My thoughts exactly. The guys who thought up the systems aren’t the real users even as these systems get forced (for lack of a better word) through
In the end, execution suffers and everything gets abandoned
We already have paywave credit and debit cards, why not just built on that system instead of trying to reinvent the wheel every single time
My first reaction to Alfred’s article is, why so complicated? We are a small island and we don’t need that many confusing, complicated and non compatible payment methods. QR Pay static code was created for hawker centre with a goal in mind; to allows hawkers to operate it in an asset light mode. The intention is good but flawed. The author did a very good narrative on his experience, to add on, it’s not always easy to scan a code due to the lighting conditions, position of the code and the huge varieties of camera qualities in modern phone today. To make it worst, you need to punch in the payment amount manually. In China, majority of the merchants support dynamic codes, either they scan your device with a professional scanner (hence speed) or you tap or scan their code. It’s quick, seamless and easy. To me, it lives up to the original motivatio why QR code was created. QR is the acronymn for Quick Response.
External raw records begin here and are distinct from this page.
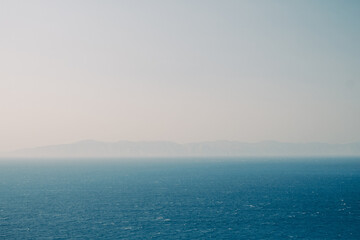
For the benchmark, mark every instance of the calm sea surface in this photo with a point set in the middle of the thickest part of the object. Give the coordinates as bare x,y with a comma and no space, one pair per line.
174,199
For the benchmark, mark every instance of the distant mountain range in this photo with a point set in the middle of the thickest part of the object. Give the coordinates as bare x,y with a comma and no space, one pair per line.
96,149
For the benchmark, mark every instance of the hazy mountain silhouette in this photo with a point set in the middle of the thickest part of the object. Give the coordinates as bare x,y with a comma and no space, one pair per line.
97,149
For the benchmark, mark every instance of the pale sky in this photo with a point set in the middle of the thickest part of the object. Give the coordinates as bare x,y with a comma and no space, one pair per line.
182,71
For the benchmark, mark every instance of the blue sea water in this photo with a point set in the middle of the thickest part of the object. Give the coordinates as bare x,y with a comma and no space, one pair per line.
181,199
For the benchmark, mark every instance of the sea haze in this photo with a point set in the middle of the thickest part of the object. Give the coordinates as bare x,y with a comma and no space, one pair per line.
97,149
219,198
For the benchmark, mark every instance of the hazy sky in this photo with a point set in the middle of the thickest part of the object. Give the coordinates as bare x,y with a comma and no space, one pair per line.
181,71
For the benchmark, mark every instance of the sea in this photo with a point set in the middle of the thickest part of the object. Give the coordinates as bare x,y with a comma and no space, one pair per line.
192,198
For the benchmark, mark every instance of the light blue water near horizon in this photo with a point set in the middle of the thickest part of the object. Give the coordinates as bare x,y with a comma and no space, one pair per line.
175,199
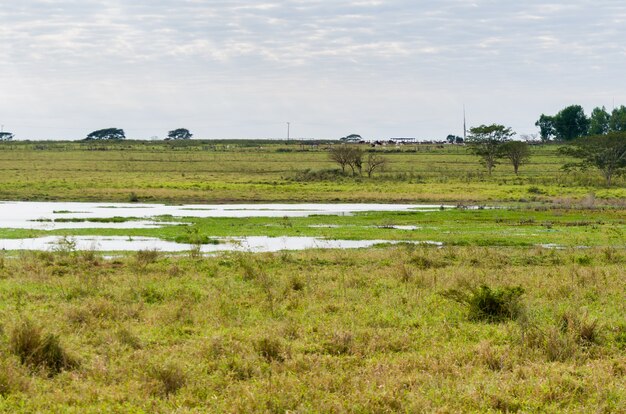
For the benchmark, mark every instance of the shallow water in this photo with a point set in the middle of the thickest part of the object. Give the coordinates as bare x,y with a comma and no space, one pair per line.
44,216
22,214
251,244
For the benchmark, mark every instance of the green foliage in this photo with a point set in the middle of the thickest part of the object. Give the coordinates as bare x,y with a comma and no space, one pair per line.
606,153
599,121
571,123
39,350
546,127
486,142
107,134
617,121
180,133
168,379
517,152
487,304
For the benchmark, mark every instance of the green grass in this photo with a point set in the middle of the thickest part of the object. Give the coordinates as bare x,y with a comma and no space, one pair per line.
205,171
317,331
487,227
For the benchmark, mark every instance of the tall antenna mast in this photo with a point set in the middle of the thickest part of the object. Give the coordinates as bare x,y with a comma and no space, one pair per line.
464,125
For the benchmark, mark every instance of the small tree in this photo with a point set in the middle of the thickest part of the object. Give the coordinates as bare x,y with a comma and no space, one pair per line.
517,152
355,160
546,127
374,162
6,136
108,133
180,133
607,153
341,155
486,142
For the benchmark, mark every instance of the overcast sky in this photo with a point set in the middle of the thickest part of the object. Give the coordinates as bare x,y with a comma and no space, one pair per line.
244,68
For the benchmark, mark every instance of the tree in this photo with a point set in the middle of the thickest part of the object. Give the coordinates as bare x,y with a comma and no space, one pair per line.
546,127
571,123
108,133
374,162
617,121
517,152
599,121
355,160
607,153
341,155
486,142
6,136
180,133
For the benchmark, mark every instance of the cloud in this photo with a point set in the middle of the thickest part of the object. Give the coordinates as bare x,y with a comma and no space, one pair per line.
106,56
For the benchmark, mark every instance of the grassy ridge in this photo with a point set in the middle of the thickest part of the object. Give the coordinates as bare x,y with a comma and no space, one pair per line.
359,331
205,171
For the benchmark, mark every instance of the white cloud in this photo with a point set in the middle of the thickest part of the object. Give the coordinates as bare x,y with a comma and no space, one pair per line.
327,63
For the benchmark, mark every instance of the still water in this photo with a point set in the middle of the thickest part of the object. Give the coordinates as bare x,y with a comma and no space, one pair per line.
55,216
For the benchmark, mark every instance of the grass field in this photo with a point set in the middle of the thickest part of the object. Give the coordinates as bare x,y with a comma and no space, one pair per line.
204,171
490,322
316,331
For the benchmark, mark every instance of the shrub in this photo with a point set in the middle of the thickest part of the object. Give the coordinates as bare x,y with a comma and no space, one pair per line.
486,304
146,257
37,350
169,379
270,349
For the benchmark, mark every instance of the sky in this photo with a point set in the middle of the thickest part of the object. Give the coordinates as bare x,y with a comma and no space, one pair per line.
329,68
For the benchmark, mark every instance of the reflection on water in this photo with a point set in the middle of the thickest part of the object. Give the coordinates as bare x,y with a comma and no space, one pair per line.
22,215
252,244
61,215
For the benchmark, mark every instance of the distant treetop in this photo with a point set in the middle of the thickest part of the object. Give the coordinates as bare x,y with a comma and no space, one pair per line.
108,133
6,136
180,133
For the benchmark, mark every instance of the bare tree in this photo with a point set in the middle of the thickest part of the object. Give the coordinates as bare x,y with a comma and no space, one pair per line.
375,162
346,155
He then brought up the merits of the cash payment machine introduced at some hawker centre. I do agree that it is quiet easy to use. however, the cost of setting up the machine and it’s size could be prohibitive. But again it is just “cashless” handling and not epayment. Instead of another system, has anyone thought about an add-on? It is relatively easy and not to costly to implement a CEPAS reader to these cash machines. Add a LCD screen, you can generate a dynamic QR code for payment. Get hold of a CEPAS specifications and one should be able to figure out how to make it work; together.
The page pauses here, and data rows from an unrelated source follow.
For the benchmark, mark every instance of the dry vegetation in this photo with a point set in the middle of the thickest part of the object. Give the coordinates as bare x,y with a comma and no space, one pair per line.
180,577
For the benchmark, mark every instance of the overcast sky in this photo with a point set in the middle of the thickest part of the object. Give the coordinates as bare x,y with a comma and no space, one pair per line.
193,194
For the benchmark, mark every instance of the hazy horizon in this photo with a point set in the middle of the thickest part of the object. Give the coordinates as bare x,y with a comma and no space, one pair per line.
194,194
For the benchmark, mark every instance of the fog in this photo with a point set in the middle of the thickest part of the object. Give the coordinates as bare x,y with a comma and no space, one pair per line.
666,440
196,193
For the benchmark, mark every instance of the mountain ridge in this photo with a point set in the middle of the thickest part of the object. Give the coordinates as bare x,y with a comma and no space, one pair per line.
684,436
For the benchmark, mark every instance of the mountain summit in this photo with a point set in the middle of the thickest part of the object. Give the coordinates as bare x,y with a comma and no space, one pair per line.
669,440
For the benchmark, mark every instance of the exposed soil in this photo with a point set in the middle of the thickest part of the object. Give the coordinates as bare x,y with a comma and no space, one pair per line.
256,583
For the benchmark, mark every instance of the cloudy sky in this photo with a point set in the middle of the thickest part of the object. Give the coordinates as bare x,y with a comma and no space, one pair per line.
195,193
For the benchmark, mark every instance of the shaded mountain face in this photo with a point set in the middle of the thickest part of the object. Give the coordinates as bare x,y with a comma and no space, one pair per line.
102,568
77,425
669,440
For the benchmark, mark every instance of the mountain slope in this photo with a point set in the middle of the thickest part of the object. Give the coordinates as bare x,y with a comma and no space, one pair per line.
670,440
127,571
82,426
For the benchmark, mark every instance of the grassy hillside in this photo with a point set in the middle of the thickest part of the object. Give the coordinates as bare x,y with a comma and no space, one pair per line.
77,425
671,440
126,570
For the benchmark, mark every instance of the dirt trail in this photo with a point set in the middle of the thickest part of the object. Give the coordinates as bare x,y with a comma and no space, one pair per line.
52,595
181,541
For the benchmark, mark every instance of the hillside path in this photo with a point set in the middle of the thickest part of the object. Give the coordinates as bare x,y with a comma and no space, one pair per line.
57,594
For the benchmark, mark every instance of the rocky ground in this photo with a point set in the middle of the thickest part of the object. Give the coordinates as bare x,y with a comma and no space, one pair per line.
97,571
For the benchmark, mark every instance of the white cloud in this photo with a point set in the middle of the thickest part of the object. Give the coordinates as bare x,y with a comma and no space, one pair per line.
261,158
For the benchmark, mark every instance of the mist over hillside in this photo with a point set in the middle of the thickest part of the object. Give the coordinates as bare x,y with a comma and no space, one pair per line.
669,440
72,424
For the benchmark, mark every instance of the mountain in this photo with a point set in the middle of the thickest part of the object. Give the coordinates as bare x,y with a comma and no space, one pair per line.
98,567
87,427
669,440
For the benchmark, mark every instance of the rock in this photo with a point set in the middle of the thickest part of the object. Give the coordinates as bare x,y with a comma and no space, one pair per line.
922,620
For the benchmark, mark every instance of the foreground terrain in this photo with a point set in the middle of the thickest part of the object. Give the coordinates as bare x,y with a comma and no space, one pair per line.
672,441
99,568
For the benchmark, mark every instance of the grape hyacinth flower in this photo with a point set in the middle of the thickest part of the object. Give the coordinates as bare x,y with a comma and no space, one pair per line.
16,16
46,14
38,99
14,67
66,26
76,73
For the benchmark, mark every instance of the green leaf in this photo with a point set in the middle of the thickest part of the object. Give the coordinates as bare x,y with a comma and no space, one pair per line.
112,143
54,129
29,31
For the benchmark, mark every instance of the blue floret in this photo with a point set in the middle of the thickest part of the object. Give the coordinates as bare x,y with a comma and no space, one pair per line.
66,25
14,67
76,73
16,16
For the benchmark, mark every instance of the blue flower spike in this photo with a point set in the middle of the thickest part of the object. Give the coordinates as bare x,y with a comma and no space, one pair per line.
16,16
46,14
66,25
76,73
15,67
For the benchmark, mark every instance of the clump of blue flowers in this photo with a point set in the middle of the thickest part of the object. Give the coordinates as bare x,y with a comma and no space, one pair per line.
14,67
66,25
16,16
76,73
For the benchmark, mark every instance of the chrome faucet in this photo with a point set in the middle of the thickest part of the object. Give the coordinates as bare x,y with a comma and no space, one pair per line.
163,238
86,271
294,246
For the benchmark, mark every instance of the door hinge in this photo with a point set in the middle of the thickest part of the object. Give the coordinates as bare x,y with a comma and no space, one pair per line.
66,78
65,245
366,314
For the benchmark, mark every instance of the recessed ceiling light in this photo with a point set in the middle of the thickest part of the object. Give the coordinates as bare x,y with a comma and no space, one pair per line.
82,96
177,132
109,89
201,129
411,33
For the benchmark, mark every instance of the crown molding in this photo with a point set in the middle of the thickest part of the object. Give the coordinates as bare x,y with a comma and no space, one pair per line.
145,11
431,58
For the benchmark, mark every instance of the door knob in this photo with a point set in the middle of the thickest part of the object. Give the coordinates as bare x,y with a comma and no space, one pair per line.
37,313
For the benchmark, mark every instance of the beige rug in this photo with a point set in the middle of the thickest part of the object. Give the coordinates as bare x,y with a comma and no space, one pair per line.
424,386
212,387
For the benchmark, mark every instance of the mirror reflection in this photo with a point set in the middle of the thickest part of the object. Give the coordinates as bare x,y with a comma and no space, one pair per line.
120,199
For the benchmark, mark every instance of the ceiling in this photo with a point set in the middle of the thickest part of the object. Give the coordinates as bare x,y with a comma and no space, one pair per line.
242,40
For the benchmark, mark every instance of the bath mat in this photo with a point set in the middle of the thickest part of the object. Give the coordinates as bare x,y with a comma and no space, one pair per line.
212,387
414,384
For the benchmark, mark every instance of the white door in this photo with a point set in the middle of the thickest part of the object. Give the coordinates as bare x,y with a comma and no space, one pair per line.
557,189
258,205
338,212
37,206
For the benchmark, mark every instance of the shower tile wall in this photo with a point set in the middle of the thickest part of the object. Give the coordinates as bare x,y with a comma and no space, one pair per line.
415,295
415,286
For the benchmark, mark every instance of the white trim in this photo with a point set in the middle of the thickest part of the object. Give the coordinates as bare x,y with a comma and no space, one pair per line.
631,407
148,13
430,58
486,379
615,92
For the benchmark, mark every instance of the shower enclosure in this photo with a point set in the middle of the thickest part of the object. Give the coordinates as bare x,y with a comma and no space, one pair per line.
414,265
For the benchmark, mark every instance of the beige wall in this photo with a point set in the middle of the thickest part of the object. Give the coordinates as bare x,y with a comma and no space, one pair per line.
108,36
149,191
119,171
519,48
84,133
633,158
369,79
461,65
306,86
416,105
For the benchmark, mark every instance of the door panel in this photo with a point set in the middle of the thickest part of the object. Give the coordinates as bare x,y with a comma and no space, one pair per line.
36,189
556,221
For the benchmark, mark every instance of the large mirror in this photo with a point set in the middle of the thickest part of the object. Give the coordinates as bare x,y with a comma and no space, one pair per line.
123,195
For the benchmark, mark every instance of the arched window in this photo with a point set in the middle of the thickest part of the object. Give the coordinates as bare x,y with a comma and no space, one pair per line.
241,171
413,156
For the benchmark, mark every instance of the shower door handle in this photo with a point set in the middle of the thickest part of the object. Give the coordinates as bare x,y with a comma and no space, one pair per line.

Alfred’s third point and his concerns about aging population ease of use, I do not agree totally. In Japan, way ahead of Singapore in terms of the graying population problem; has been actively promoting epayment such as Suica to the seniors. The logic is simple and the advantage is clear. No fumbling of coins at point of payment, limit your risk by controling the max amount in your e-wallet. In the event of a lost card, there is still ways to report it and claim back unused amount.
My recommendation is very simple, do not design, implement a system for the sake of doing it. Do come out to the field, understand the needs, experience yourself from the perspective of a merchant and customer before creating another confusing system for the market.
Great points! Especially the use of Suica cards in Japan to assist the elderly. Simplicity is key.